The fine was based on the number of days over many years that the utility failed to file required annual reports on the replacement effort. The order also accepted a plan by the utility to replace its indoor mercury regulators within about six years.

Brian Edwards, a spokesman for Washington Gas, said that although the utility is moving forward with that plan, “it’s important to note that the Commission made no safety-related findings in the case, and the record shows that mercury service regulators (MSRs) operate just as safely as spring-loaded service regulators.”

The gas provider agreed to undisclosed settlements last year to end lawsuits filed by residents of the Flower Branch Apartments, where the deadly blast occurred.

Some in the community say the fine levied Friday didn’t go far enough. State Del. Lorig Charkoudian (D-Montgomery), in whose district the explosion occurred, said she was “shocked and dismayed” by a penalty she called “inconsequential.”

“The public safety implications of [Washington Gas’s] failure was massive,” Charkoudian said in a statement. She said the utility chose to “flagrantly abandon commitments” and should be held more accountable to discourage other utilities from doing likewise.

While seeking a rate increase in 2003, the gas provider said it would replace all 66,793 of its indoor mercury gas regulators over the next decade to address age and environmental concerns. The utility said it would deploy a staff of seven to replace more than 6,000 regulators a year for 10 years at a cost of about $200 per regulator.

The gas company cited the need to replace the regulators among many reasons it needed more money from customers. It received permission for the rate hike, but never delivered on its plan.

Three years after the regulators were to have been replaced, one became the prime suspect in an explosion that destroyed a building at the Flower Branch apartment complex, killing seven.

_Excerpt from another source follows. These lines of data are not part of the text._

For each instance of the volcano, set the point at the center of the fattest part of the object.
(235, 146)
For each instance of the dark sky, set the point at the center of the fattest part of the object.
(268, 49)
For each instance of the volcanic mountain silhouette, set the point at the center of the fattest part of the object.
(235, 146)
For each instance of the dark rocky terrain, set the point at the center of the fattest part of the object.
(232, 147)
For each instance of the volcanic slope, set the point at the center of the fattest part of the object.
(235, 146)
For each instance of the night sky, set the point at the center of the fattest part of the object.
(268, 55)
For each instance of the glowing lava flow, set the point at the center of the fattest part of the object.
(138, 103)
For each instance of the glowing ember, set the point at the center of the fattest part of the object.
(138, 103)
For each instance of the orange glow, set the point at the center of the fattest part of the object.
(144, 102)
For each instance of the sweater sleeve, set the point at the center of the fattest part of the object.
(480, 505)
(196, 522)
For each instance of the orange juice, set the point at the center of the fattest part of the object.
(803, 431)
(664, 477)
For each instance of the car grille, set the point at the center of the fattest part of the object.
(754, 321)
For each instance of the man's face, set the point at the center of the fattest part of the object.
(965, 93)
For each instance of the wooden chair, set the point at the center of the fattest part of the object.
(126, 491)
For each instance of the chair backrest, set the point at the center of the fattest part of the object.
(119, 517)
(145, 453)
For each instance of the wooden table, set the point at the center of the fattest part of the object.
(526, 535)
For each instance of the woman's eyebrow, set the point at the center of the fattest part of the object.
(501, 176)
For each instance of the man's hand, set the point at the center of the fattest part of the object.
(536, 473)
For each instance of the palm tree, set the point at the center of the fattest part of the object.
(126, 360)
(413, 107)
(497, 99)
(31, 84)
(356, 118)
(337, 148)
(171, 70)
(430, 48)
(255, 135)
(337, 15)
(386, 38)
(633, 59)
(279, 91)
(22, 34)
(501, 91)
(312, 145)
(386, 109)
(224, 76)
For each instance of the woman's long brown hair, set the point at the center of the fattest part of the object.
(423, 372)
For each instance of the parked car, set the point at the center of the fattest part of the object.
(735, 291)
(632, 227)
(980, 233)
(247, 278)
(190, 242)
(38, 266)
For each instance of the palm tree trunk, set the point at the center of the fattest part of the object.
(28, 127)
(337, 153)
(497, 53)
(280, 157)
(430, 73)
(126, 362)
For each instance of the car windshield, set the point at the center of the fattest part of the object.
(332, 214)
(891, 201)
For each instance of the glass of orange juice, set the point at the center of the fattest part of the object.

The National Transportation Safety Board concluded last year that a failed gas regulator and a disconnected vent line probably allowed gas to build up “to an explosive level” inside a basement meter room at the mostly low-income complex just outside Washington.

The resulting blast injured more than 30 and displaced more than 100.

The regulator and vent were owned and operated by Washington Gas and were the utility’s responsibility to maintain, NTSB investigators said. The regulators reduce the pressure of gas coming into a building. If a regulator leaks or fails, the vent pipe is supposed to carry gas safely outdoors, where it can dissipate.

Washington Gas officials have said that they disagree with the NTSB’s findings and that the agency didn’t sufficiently investigate other potential causes.

The utility has acknowledged it still doesn’t know how many regulators need replacing or where they are, and says it will undertake a survey to find out.

“After we complete this survey over the next year, Washington Gas will remove all multi-family MSRs [mercury service regulators] within 3 years and all single-family and other MSRs within 5 years,” Edwards said.